I will be installing it on Sunday after my weekly system maintenance and disk image backup.

Perhaps you should try downloading the PoC to test your firewall and see if SSM intervenes.

Hello DavidR,

How do you do your system back-up, I at my job every week on Fridays automatic on DVD in a grandfather-father-son routine. Safety first.

polonus

  1. At least two partitions: 1st: programs and OS; 2nd: settings, data and documents
  2. XXClone (entire clone 1st partition on-the-fly under Windows).
  3. Norton Ghost (weekly in another USB HDD).
  4. Minor copies and backups in CDRW 8)

I take full (not incremental) backup images of the partitions on my primary HDD to a second HDD which is only use to store backup data.
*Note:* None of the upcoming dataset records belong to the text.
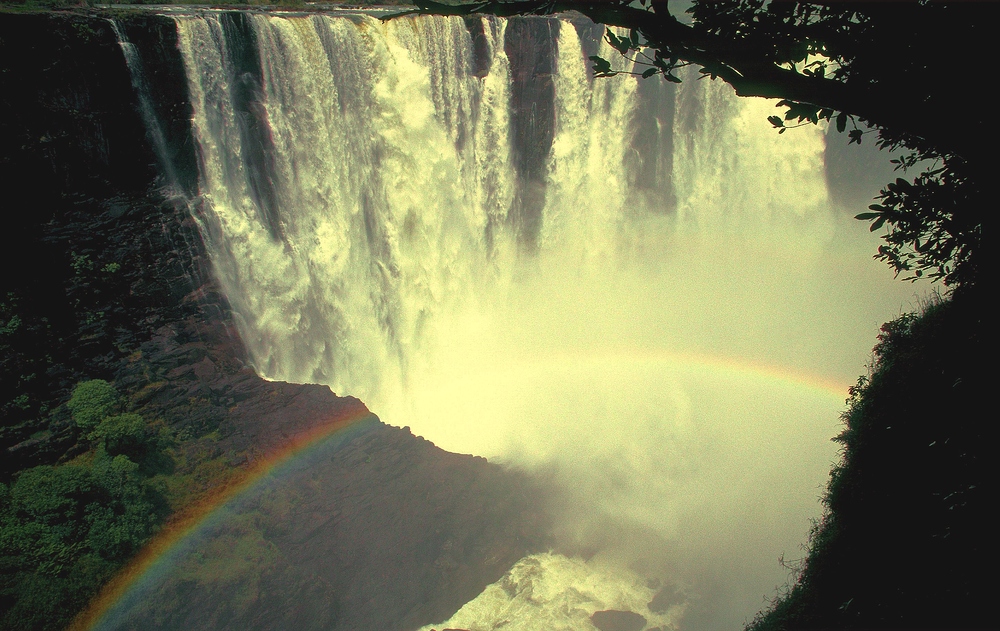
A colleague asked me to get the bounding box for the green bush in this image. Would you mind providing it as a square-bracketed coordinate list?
[90, 413, 148, 456]
[66, 379, 119, 430]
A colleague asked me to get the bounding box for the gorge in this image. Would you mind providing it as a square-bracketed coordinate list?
[3, 9, 913, 629]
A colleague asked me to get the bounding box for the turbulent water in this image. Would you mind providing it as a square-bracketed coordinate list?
[166, 13, 911, 630]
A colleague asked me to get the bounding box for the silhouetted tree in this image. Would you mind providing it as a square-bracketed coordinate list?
[396, 0, 984, 288]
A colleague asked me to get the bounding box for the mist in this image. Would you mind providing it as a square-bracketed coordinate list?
[179, 15, 918, 631]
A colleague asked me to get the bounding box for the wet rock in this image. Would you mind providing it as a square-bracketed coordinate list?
[590, 609, 646, 631]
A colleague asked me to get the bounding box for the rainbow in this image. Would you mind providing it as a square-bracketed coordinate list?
[67, 403, 379, 631]
[68, 348, 848, 631]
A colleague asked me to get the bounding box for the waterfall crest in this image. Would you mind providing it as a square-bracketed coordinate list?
[170, 13, 910, 628]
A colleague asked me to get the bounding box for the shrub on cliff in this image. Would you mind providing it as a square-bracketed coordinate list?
[748, 296, 995, 631]
[66, 379, 119, 431]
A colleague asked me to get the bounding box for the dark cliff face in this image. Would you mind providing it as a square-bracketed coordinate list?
[504, 17, 559, 250]
[0, 14, 213, 475]
[0, 14, 551, 629]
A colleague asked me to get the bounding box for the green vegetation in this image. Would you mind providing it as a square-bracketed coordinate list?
[0, 379, 234, 631]
[66, 379, 119, 430]
[748, 297, 993, 631]
[407, 0, 984, 287]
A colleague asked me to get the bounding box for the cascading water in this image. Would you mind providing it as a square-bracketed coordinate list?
[176, 13, 910, 629]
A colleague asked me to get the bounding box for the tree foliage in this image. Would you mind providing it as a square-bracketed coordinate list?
[400, 0, 1000, 287]
[66, 379, 119, 430]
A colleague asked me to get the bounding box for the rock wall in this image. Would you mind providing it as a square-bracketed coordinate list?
[0, 13, 547, 629]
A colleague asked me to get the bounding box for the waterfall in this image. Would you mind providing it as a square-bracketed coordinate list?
[170, 12, 910, 628]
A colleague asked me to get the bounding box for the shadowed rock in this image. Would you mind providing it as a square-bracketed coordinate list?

I take an image weekly and it is a full image not incremental and Drive Image (DI) retains a count so I keep 5 weekly images, it deletes the oldest and creates the new image with the next number, e.g. C_Drive006.v21, etc. So I keep 5 copies so I have a Great,Great,Grand Father and his off spring ;D I also take daily backups of my volatile data files (docs, email folders, favourites, addressbook, etc.), use a little mirroring tool and batch file for this, which keeps the two data backup folders in sync.

So worst case scenario is 6 days loss of programs/tweaks, etc. and 1 days worth of volatile data.

Only recently installed a DVD re-writer, but I prefer to keep the backups on HDD, I know the flaw is in the fact that it is all on the same system, but that has worked for me for many years. I am however considering a DVD-RW back-up strategy as my DI v7 can backup to DVD where DI 2002 couldn’t.